From 1992 to 1998, 920 adults without CVD, with age, WC and BMI measurements were followed-up for up to 20 years.
Incident CVD, coronary artery disease (CAD) and heart failure (HF) events during the follow-up period ascertained from hospitalisation data. We generated WC values with 10-year absolute risks equivalent for the development of CVD as BMI values (20-34 kg/m(2)) using the Weibull accelerated time-failure model.
There were 211 incident cases of CVD over 13,669 person-years of follow-up. At the average age of 35 years, WC values with absolute CVD, CAD and HF risks equivalent to BMI of 25 kg/m(2) were 91.5, 91.8 and 91.7 cm, respectively, for males, and corresponding WC values were 92.5, 92.7 and 93 cm for females. WC values with equal absolute CVD, CAD and HF risks to BMI of 30 kg/m(2) were 101.7, 103.1 and 102.6 cm, respectively, for males, and corresponding values were 99.2, 101.6 and 101.5 cm for females. Association between WC and CVD did not depend on gender (p=0.54).

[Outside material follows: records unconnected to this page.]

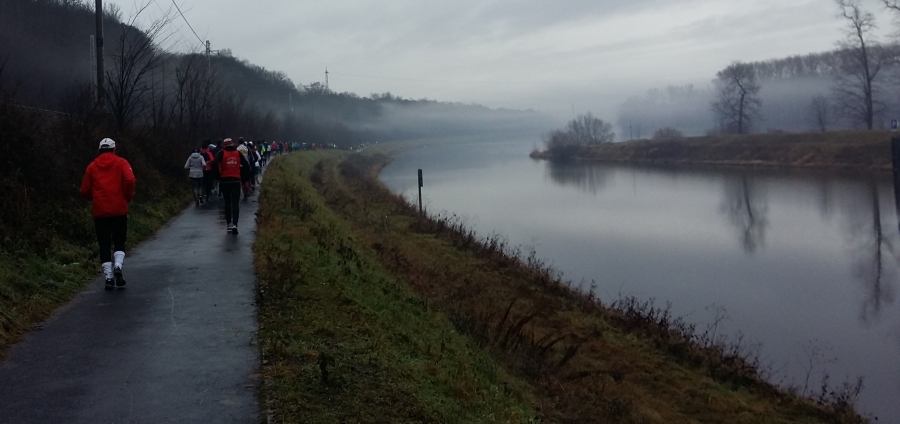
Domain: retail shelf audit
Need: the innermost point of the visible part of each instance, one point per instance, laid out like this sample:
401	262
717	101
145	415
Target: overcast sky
554	56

WC ranging from 91 to 93 cm was equivalent to BMI 25 kg/m(2) for overweight, and 99 to 103 cm was equivalent to BMI of 30 kg/m(2) for obesity in terms of predicting 10-year absolute CVD risk. Replicating the absolute risk method in other Aboriginal communities will further validate the WC values generated for future development of WC cut-off points for Aboriginal people.

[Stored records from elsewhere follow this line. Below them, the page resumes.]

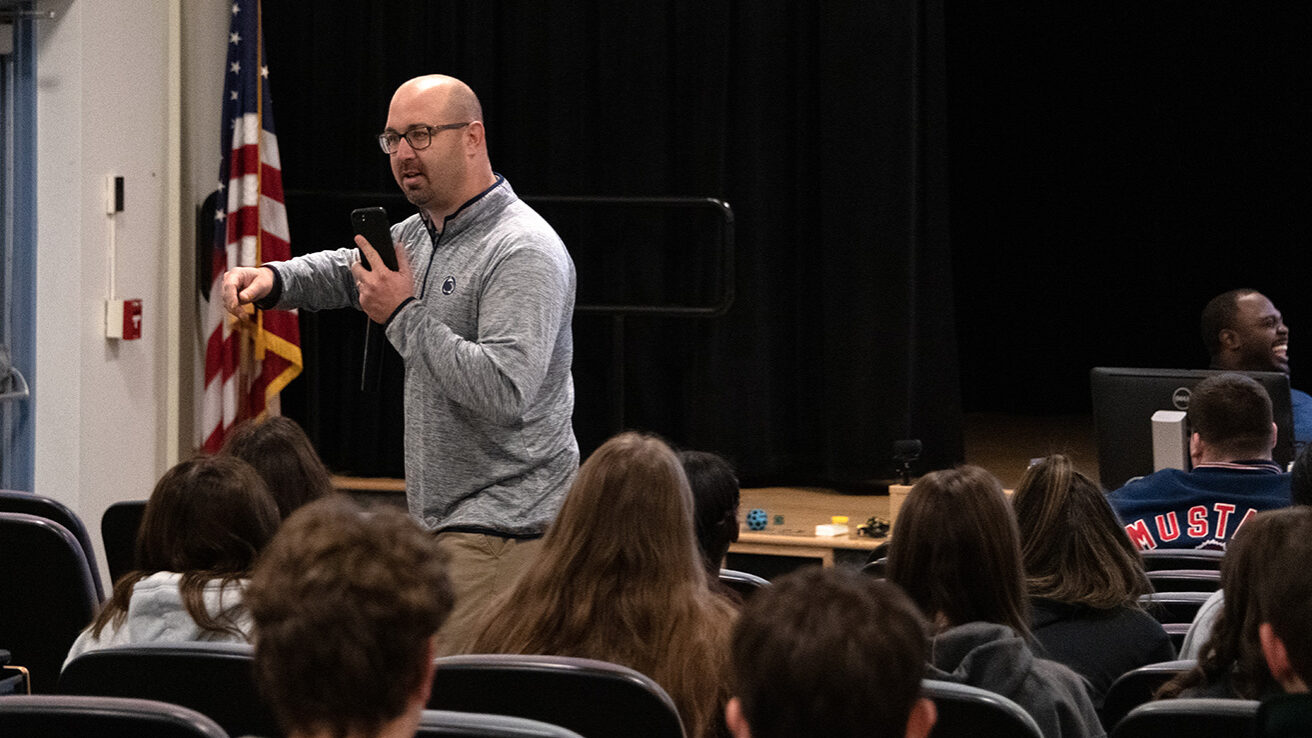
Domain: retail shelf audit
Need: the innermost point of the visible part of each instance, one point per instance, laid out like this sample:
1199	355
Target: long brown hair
1233	650
1072	546
281	452
207	519
957	550
619	578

有人提出,目前针对欧洲裔澳大利亚人推荐的腰围(WC)切点可能不适用于体型特征不同的原住民。我们旨在得出与体重指数(BMI)切点相对应的等效WC值,以识别绝对心血管疾病(CVD)风险。
前瞻性队列研究。
澳大利亚北领地的一个原住民社区。
1992年至1998年,对920名无CVD的成年人进行了年龄、WC和BMI测量,并随访了长达20年。
根据住院数据确定随访期间的新发CVD、冠状动脉疾病(CAD)和心力衰竭(HF)事件。我们使用威布尔加速时间失效模型得出了与BMI值(20 - 34 kg/m²)具有等效10年CVD发生绝对风险的WC值。

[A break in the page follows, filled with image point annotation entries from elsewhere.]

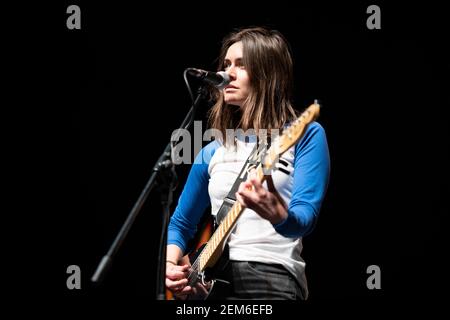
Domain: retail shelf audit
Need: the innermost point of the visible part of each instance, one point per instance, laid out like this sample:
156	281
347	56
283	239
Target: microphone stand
164	169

在13669人年的随访中,有211例新发CVD病例。在平均年龄35岁时,男性中与BMI为25 kg/m²具有等效CVD、CAD和HF绝对风险的WC值分别为91.5、91.8和91.7厘米,女性对应的WC值分别为92.5、92.7和93厘米。男性中与BMI为30 kg/m²具有等效CVD、CAD和HF绝对风险的WC值分别为101.7、103.1和102.6厘米,女性对应的WC值分别为99.2、101.6和101.5厘米。WC与CVD之间的关联不取决于性别(p = 0.54)。
就预测10年绝对CVD风险而言,91至93厘米的WC相当于超重的BMI 25 kg/m²,99至103厘米的WC相当于肥胖的BMI 30 kg/m²。在其他原住民社区重复绝对风险方法将进一步验证为原住民未来制定WC切点而生成的WC值。